Most of the characters’ behavior makes sense, and the adventure itself is something they’re simply dragged into, making them Marvel’s true “ragtag” group.  In fact, Ronan pejoratively labels them the “Guardians of the Galaxy” after what seems to be a crippling screw-up on their part.  Everyone has a background that could have conceivably brought them to where they are, although most of that background isn’t explored because so much time is devoted to chases and explosions, and because the structure of the film is that of a fast-paced and linear video game.  Even the histrionic theatrics of Ronan, which he goes through again and again instead of just killing the heroes, seems justified when you think of him as a fanatical alien whose sense of ceremony is just as important to him as what he actually accomplishes.

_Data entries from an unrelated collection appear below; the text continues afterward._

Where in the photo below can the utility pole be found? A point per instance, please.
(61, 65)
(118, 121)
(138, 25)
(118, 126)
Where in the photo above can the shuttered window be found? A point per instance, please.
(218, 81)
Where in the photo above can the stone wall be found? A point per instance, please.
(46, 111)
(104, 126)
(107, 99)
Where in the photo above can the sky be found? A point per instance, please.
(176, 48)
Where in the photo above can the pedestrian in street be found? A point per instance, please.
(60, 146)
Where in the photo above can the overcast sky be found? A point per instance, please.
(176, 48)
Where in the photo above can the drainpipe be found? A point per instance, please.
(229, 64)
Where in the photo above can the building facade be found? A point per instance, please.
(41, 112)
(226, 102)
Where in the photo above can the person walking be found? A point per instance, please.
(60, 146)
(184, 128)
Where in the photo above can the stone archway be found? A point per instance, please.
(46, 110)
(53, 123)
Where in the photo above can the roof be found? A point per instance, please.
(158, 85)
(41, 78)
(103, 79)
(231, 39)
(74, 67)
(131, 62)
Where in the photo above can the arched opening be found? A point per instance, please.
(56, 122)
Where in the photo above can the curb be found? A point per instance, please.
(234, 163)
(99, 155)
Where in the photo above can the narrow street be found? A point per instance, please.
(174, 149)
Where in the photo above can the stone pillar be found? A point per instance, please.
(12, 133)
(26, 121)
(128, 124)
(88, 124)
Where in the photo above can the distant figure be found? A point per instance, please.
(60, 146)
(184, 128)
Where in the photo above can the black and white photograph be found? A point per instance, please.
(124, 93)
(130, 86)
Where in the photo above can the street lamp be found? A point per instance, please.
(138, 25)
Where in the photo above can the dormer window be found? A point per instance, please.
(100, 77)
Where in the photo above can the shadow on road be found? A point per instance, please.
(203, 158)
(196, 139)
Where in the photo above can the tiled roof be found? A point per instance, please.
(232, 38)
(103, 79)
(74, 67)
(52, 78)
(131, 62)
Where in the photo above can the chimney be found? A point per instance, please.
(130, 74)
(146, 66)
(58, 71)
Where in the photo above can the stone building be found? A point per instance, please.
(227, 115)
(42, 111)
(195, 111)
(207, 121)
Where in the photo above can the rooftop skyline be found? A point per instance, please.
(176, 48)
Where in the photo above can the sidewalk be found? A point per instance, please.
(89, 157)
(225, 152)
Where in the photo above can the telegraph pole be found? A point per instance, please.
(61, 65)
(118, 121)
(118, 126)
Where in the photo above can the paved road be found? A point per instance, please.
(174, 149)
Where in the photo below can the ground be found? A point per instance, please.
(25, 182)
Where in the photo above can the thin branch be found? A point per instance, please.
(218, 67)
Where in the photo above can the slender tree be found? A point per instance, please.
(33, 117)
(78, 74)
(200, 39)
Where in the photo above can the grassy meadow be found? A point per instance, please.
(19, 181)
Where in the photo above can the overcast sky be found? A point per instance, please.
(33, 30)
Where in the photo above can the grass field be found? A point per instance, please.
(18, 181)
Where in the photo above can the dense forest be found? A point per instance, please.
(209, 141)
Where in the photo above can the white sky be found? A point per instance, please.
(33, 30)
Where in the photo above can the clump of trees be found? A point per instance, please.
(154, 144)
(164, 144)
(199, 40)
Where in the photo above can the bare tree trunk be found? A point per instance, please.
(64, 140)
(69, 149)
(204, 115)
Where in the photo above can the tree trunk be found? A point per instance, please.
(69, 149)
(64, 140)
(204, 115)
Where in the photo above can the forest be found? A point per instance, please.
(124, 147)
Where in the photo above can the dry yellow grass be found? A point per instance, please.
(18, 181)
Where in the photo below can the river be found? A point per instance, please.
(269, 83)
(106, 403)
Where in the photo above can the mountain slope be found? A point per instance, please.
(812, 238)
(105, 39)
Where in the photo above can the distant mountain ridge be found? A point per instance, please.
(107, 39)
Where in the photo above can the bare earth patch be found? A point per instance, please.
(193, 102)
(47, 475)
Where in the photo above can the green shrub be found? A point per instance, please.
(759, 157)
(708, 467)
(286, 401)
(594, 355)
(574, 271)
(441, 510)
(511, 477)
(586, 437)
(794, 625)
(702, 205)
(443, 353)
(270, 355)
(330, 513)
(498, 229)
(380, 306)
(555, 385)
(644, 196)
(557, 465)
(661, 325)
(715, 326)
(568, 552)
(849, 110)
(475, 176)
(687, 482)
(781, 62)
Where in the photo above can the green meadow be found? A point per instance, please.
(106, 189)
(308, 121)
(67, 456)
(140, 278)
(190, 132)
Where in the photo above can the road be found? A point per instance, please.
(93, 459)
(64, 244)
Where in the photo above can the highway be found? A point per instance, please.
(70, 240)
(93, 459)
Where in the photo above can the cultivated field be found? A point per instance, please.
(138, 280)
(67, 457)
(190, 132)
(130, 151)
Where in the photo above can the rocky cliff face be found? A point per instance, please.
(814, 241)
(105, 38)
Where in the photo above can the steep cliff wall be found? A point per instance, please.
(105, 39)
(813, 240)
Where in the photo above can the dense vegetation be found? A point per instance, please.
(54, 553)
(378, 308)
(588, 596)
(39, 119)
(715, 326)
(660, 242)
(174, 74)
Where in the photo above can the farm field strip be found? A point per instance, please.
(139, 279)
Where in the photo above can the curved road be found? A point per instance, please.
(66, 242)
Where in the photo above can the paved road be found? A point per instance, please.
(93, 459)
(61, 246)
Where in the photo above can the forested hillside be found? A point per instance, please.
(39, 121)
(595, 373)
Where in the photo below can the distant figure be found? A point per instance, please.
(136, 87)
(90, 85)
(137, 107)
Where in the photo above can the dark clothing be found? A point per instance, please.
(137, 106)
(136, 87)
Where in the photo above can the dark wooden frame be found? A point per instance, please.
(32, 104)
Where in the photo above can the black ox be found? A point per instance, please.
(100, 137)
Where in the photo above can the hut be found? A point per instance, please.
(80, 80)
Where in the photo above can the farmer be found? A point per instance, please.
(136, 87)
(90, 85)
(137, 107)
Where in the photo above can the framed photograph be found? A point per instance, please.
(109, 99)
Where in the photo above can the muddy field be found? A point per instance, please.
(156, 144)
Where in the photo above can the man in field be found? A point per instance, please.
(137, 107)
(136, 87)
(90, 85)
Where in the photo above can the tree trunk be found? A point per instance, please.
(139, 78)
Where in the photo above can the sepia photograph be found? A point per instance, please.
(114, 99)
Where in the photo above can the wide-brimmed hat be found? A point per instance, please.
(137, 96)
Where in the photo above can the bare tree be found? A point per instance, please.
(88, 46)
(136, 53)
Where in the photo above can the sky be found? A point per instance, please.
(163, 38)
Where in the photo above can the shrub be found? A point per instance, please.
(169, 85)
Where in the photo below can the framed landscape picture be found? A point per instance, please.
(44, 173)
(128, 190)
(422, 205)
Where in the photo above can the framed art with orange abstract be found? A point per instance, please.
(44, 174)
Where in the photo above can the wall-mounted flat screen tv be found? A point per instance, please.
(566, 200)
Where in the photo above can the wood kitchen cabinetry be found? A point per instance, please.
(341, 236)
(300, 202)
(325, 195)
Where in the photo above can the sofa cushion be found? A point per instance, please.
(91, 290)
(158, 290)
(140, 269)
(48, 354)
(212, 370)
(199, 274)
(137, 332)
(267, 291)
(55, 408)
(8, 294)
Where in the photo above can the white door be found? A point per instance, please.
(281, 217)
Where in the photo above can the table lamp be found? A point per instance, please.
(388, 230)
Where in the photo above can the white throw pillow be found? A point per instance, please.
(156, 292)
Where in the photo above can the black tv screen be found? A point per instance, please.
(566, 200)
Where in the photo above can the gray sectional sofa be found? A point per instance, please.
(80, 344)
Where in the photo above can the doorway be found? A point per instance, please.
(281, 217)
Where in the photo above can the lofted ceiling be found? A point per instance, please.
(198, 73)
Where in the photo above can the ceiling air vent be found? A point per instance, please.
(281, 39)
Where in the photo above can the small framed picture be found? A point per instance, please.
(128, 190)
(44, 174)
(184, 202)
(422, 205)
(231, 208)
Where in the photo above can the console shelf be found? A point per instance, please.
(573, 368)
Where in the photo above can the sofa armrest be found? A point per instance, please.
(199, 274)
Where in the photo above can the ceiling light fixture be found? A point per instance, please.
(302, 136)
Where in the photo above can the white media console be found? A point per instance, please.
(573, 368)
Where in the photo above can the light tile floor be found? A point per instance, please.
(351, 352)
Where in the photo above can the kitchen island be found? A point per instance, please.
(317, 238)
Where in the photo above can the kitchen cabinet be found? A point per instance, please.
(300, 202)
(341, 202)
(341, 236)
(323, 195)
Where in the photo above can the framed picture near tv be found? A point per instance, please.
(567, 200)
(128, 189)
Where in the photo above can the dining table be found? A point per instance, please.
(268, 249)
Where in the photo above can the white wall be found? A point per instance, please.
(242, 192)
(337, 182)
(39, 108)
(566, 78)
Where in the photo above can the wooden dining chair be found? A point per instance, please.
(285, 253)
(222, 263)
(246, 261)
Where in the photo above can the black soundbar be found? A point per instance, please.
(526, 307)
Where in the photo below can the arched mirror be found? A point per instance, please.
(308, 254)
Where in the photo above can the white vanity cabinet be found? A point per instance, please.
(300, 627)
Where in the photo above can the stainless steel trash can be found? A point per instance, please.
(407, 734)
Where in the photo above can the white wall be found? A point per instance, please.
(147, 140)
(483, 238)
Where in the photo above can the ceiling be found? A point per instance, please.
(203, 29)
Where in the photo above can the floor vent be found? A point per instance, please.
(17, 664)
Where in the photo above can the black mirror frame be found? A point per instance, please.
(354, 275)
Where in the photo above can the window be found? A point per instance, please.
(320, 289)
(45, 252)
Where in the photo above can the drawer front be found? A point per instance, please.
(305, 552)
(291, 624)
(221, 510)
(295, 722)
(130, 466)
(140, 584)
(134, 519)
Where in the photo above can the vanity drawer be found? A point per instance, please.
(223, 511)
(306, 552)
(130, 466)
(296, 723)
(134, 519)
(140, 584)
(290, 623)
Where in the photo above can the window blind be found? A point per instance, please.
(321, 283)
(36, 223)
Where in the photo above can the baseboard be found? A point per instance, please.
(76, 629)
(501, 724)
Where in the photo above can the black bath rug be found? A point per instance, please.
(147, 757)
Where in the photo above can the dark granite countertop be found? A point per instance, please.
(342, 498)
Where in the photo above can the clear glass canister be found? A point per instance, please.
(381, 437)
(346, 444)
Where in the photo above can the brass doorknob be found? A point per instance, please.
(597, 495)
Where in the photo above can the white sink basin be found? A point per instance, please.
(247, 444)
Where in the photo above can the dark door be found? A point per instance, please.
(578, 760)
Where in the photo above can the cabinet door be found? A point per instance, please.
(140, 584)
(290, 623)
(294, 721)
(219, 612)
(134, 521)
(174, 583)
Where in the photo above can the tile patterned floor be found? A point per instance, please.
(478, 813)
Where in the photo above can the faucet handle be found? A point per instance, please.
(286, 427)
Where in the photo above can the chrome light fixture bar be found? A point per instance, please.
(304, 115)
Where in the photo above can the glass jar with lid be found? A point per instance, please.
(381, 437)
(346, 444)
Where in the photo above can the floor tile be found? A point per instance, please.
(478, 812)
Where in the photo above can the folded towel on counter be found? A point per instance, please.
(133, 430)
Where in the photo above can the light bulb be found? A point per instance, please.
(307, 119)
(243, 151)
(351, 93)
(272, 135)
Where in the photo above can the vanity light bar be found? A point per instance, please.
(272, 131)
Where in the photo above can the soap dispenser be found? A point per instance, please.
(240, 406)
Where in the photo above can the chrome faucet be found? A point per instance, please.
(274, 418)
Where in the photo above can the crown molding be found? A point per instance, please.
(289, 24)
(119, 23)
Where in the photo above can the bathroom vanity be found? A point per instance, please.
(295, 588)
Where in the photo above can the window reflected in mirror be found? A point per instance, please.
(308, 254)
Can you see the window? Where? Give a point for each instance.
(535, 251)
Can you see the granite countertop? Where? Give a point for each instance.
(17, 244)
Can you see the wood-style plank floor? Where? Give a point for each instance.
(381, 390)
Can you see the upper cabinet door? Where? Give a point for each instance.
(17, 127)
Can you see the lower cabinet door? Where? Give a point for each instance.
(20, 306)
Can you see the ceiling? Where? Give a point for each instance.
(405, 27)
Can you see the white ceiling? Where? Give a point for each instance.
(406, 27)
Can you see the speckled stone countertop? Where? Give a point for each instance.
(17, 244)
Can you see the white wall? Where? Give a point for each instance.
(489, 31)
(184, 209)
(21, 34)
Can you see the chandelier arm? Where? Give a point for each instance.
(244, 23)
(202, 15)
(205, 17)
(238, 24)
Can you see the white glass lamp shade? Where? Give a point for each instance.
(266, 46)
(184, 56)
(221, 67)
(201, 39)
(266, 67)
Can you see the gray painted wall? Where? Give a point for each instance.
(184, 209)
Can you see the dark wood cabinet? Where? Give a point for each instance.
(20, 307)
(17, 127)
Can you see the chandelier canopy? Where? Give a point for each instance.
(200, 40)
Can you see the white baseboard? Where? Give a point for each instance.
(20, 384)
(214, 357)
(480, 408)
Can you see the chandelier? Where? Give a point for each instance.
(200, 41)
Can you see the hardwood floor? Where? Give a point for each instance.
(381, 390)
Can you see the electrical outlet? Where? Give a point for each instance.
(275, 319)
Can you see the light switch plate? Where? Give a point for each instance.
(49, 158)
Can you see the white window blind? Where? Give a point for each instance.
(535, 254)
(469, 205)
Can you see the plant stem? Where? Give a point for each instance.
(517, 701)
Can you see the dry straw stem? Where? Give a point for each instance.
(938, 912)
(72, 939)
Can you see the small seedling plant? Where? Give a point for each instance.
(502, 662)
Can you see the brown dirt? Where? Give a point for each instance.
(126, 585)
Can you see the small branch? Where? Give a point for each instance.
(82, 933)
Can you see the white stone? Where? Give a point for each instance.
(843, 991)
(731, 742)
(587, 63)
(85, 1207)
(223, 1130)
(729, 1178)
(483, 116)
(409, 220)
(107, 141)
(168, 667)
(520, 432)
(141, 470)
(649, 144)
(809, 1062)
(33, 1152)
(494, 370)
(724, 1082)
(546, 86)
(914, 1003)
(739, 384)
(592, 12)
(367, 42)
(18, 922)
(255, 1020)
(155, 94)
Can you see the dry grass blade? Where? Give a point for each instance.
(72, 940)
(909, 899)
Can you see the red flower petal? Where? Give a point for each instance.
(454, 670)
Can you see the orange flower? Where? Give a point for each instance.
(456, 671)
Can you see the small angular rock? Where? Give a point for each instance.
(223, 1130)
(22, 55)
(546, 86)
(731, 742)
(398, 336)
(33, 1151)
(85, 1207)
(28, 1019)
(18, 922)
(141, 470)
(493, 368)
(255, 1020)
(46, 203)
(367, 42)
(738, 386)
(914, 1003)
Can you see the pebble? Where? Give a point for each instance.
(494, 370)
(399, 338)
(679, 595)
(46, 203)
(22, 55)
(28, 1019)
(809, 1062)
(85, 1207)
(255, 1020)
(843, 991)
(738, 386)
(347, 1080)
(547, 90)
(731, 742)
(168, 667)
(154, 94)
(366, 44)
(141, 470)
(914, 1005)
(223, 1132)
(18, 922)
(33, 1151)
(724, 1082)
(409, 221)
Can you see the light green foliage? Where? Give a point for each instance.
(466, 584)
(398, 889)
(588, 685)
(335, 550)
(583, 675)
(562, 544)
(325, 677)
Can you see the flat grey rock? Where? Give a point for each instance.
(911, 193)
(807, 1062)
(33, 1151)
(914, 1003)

What sets Guardians apart from other superhero stock is its sarcasm and self-conscious quality.  Or at least, its attempt to be aware of what it is.  During an obligatory Hero Shot, Gamora yawns and Quill wipes his nose.  Quill constantly makes references to pre-’90s pop culture, including Ranger Rick, Alf, Alyssa Milano, and others that the film’s target demographic won’t get.  When Quill makes his plea for aid from the Nova Corps, who have vilified him for years, his big justification is that he’s “an a-hole, but not one-hundred-percent a dick.”  The funny parts are genuinely funny due to Pratt’s delivery.  But the issue is that the film still carries the structure of every other Marvel movie, in spite of how much they make make fun of it, so when the inevitable epiphanies happen and Quill decides to be a good guy, it’s a sham.  Even Quill can’t explain why he risks his life to save Gamora when she’s spaced by Nebula; he knows it would have made more sense to just save himself.  His big rallying speech to the Guardians argues that this is their chance to “give a shit,” and even after Rocket correctly lampshades the obligatory Heroes Standing Up One at a Time scene as “a bunch of jackasses standing in a circle,” that scene has still happened, and for the same reason it happens in every one of these movies: Freytag’s Superhero Pyramid.

The film comes very close to being Marvel’s redheaded stepchild, and is genuinely better than most Marvel movies despite being bogged down by conventions and still being too “safe” for fear of not making its money back.  But hey, we’re talking about a company that responds to accusations of gender discrimination by turning one of its already-famous male characters female instead of just creating a new female character.  What are you afraid of, Marvel?